Ao final do curso, vejo-me com um ciclo completo. Conheci pessoas e vivenciei situações que levarei pelo resto da minha vida. Agradeço a todos que compartilharam os bons momentos e também me ajudaram nas horas de frustração, aos verdadeiros amigos, à minha família, principalmente aos meus tios.

Termino a graduação ainda repleto de questionamentos, fascinado pelo conhecimento, em sua concepção mais humana. As consequências deste curso a longo prazo para minha vida eu ainda desconheço, mas saio da medicina mais forte e pelo mesmo propósito ideológico com o qual entrei: tenho muitas vidas para viver, tenho muito o que aprender.

Minha medicina, minha Turma 57

O que guardarei do curso de medicina não será uma aula, não será um professor, nem os estágios, nem mesmo a universidade. Minha principal lembrança, que levarei comigo pelo resto da vida, será a minha turma, mais conhecida como a Turma 57 de Medicina da Universidade Estadual de Montes Claros.

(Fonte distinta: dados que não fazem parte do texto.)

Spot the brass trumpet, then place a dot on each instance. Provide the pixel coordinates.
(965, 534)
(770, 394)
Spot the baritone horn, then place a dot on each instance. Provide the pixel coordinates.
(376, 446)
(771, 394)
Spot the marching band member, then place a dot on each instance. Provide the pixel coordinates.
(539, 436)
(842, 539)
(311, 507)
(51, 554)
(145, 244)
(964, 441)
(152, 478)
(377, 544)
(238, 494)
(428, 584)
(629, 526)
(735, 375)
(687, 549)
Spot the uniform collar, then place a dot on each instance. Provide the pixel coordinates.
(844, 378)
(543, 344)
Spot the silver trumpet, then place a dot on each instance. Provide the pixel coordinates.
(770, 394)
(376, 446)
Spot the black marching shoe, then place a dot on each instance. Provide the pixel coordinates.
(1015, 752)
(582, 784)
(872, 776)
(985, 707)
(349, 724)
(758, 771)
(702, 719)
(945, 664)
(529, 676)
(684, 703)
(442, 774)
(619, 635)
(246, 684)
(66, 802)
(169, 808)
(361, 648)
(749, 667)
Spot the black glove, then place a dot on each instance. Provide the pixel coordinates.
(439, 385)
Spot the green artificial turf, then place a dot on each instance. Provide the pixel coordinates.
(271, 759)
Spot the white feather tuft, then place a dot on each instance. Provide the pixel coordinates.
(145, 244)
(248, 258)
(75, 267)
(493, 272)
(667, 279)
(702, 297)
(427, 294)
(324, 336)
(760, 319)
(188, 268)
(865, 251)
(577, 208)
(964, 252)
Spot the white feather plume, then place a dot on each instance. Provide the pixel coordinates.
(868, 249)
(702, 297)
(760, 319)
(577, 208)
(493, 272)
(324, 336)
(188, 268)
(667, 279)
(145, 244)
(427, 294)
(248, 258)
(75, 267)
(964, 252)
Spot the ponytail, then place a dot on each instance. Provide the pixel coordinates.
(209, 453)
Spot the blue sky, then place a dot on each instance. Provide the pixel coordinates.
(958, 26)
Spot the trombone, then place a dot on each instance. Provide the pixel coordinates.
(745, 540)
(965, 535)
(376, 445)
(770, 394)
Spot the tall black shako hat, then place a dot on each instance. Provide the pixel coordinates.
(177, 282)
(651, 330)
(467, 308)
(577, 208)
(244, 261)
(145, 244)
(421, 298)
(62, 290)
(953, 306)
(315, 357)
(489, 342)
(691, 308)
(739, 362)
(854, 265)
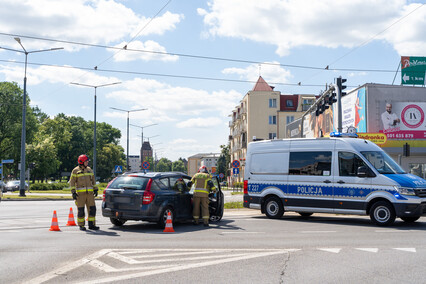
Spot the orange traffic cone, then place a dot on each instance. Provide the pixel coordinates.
(71, 221)
(54, 226)
(169, 224)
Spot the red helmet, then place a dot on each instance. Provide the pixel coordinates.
(203, 169)
(82, 158)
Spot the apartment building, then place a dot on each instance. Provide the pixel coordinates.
(263, 113)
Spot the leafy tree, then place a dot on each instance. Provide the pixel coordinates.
(11, 97)
(110, 156)
(44, 154)
(224, 160)
(178, 166)
(164, 165)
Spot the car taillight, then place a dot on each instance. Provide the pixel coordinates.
(148, 195)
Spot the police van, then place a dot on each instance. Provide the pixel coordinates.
(337, 175)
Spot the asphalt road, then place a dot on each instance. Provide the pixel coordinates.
(245, 247)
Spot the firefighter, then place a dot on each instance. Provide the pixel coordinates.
(203, 186)
(84, 191)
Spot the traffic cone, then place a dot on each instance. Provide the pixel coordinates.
(54, 226)
(71, 221)
(169, 224)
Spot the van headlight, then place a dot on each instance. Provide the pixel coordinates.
(405, 190)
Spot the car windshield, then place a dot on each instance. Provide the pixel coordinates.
(382, 162)
(129, 182)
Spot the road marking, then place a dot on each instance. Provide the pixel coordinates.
(333, 250)
(406, 249)
(311, 232)
(368, 249)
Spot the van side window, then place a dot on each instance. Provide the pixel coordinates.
(349, 163)
(310, 163)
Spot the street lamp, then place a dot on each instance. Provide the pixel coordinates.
(142, 127)
(94, 121)
(128, 111)
(24, 111)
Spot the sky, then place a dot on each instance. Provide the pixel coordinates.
(188, 63)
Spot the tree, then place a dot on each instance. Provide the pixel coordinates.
(109, 156)
(224, 160)
(44, 154)
(178, 166)
(164, 165)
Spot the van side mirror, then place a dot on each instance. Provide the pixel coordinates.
(363, 171)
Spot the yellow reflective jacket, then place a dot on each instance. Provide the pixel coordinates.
(202, 184)
(82, 179)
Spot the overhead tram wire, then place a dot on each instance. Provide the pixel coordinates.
(158, 74)
(202, 56)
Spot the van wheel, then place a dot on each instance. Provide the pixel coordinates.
(382, 213)
(410, 219)
(163, 217)
(305, 214)
(117, 222)
(274, 208)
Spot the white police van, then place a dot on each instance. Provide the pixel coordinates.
(330, 175)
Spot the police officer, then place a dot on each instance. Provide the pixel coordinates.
(82, 183)
(203, 186)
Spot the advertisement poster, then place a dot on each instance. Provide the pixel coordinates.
(404, 120)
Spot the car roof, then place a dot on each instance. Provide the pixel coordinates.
(155, 174)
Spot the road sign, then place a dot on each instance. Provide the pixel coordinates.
(145, 165)
(118, 169)
(235, 164)
(413, 70)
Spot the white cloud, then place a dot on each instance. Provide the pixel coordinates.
(273, 73)
(327, 23)
(89, 21)
(152, 48)
(199, 122)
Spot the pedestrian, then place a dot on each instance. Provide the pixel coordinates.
(84, 191)
(203, 185)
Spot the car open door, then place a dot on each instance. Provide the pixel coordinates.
(216, 202)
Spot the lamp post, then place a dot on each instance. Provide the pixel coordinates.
(94, 120)
(24, 111)
(128, 111)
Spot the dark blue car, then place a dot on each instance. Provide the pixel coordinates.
(151, 196)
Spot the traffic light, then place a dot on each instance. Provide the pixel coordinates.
(340, 85)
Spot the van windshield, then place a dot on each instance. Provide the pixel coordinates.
(129, 182)
(383, 163)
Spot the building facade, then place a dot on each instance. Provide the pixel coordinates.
(263, 114)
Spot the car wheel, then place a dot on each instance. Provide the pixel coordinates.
(305, 214)
(117, 222)
(382, 213)
(163, 217)
(274, 208)
(410, 219)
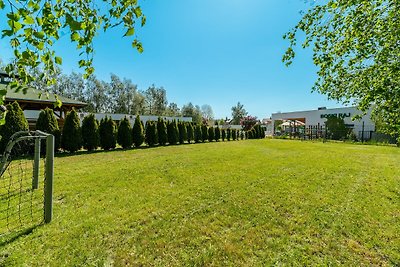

Tenho uma clareza cristalina da manhã em que conheci os meus colegas, no já distante ano de 2010. Desde então, tenho memórias de uma série de situações divertidas; das tutorias intermináveis; das horas na fila do xerox; das brigas (que vou terminar o curso sem entender a maioria delas); das madrugadas de estudo (com postagens nos grupos da turma em redes sociais); das festas boas (que geralmente eram nos fins de período); das festas ruins (que na metade dos períodos tinham orçamento menor); das nossas insatisfações com o sistema público (incluindo falta de estrutura, “bolos” de professores e atividades aleatórias); dos momentos de alívio e satisfação (fins de plantão, fins de módulos, viradas de internato).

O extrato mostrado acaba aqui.